We do a lot of things on top of Valohai, which runs inside AWS but it also runs in any other cloud. That’s good if we want to switch or need a lot more resources. There’s been quota issues recently and it was hard to actually get more GPU resources from the cloud providers, probably because of chip shortages and crypto mining. That made it very hard to say, "I want 50 more powerful GPUs now."

The challenge there is we don't have a constant load on these GPUs. It's not like I know I need one GPU and then, I add a hundred more customers and suddenly, I need two GPUs. It's hard to predict when people make training or inference requests so we have to build things in a way that allows them to scale up and down very quickly.

Recently, we have adopted a new technology from AWS called Sagemaker Serverless.

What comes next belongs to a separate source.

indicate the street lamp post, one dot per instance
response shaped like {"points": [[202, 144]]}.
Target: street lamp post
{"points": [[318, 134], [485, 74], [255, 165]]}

It's not running the model all the time, but it’s responding to requests whenever they come in. It's similar to Lambda and I think built on top of that, so we don't have these big costs of a model sitting and waiting for requests all the time. We drove the costs down to just a couple dollars per month to host a single model but that was still not economically viable for the ones that only got sparse requests or not too many requests in a month.

Now, we’ve switched to something that's actually serverless. For the training, it just spins up the instances as they're needed, and then shuts them down a few minutes later. It can scale really well and it doesn't explode in cost just because we have more customers. We're trying to keep it variable where it's important, so that we don't have fixed costs that just grow all the time.